Emerging Markets currencies like the naira and corporates with dollar denominated borrowings, such as Nigerian banks, will be the first to feel the impact of the hike in interest rates by the United States Federal Reserve Bank.

The US Central Bank announced a quarter-point increase in the target range for the federal funds rate to 0.25-0.5 per cent, lifting it from the historic lows it has occupied since December 2008.

Equity markets rose across the world, while in Nigeria, the stock market was essentially flat, gaining 0.02 percent yesterday to close at 26,953.05 points. The Nigerian markets are down 22 percent year to date.

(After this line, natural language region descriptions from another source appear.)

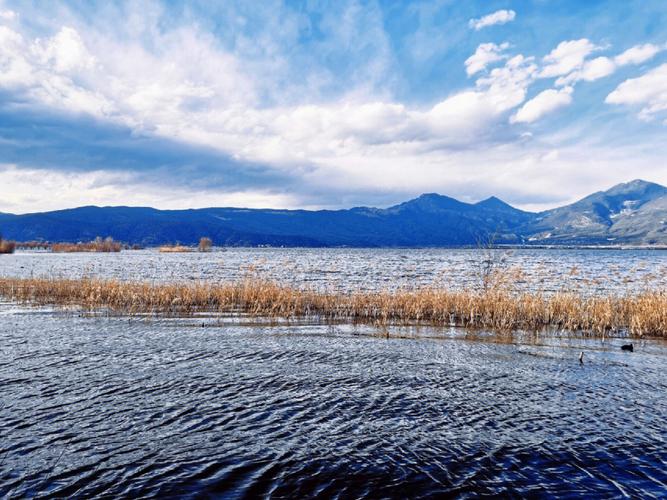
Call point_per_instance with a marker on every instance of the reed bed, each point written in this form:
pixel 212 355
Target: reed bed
pixel 175 249
pixel 7 246
pixel 107 245
pixel 639 314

“The expected impact of the Fed rate hike on EMs will be a further depreciation of emerging market currencies and further slump in oil and commodity prices. In addition, many governments and corporates in such countries hold dollar denominated bonds and other debt instruments. “These will be more expensive to service due to the expected rise in the yield curve of such assets, as well as appreciation of the dollar.

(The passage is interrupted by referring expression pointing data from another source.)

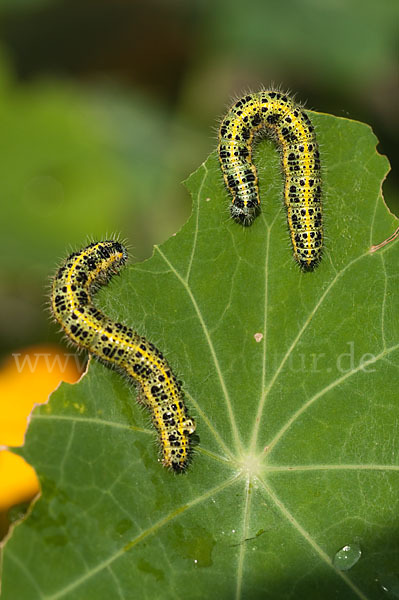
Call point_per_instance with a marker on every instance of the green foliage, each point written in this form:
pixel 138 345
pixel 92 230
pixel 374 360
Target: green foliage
pixel 298 453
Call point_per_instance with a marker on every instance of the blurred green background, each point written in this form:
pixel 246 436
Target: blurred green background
pixel 107 105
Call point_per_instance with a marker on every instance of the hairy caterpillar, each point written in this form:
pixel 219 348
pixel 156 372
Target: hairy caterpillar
pixel 293 131
pixel 119 346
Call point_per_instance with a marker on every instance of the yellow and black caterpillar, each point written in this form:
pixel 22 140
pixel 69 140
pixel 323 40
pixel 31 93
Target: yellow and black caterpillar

“Therefore, we are likely to see a downward revision in economic growth projections and some capital outflow from EM markets, at least in the first quarter of 2016,” said Abiodun Keripe, head of Research and Strategy at Elixir Investment Partners Limited, in response to questions.

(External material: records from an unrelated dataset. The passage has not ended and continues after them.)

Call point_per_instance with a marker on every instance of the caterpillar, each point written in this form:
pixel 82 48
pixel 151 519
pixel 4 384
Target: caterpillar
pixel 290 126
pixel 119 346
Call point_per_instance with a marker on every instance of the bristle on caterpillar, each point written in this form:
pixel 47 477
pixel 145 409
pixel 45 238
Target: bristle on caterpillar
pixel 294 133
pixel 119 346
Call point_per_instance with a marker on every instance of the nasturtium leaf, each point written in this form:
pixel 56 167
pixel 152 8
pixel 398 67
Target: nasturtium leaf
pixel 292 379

“On Nigeria, the increase in the Fed rate implies that banks might find it harder to service the over $2.5 billion outstanding Eurobonds, due to a combination of higher yields and dollar appreciation. This should lead to a jump in interest expense payable by banks. I do not see equities taking another leg down. Most foreign portfolio funds have exited the market same goes with the bonds.”

Nigeria’s naira fell to a new range of between N274 to N280 in volatile dollar trades on the unofficial market on Thursday, after local lenders cut the amount individuals traveling abroad can spend on their bank cards, traders said.

The naira has been hitting new lows among retail bureaux de change operators on renewed drop in oil prices and the Central Bank’s efforts to curb demand to conserve its dwindling foreign reserves.

The dollar hit a 2-week high against a basket of currencies, making oil and other commodities denominated in the greenback less affordable to users of the euro or naira among others.

Oil prices fell as much as 2 percent on Thursday, with Brent trading not far from 11-year lows.

Brent, the global crude benchmark, was down 20 cents at $37.19 a barrel, trading less than $1 above its 2004 low.

The biggest problem for emerging markets right now is the decline in commodity prices, according to Charles Robertson, Renaissance Capital’s Chief economist and Head of Macro Strategy.

“From Russia to Kazakhstan to South Sudan and Argentina, emerging markets are responding by letting markets decide the most appropriate level for the currency,” Robertson said. 

“The Fed rate hike and the promise of more to come contrasts with a preference to cut rates in Europe and Japan.  So we imagine the US dollar will continue to strengthen – and this is an additional challenge for central banks.”

Policymakers expect only “gradual” future increases in the federal funds rate after Wednesday’s move, the Fed said in a statement. It added that given the current shortfall in inflation, compared with its 2 per cent target, it would “carefully monitor actual and expected progress” towards its inflation goal.

Median interest-rate projections from the central bank’s policymakers suggested rates could rise by another 100 basis points in 2016.

That would put additional pressure on the beleaguered naira.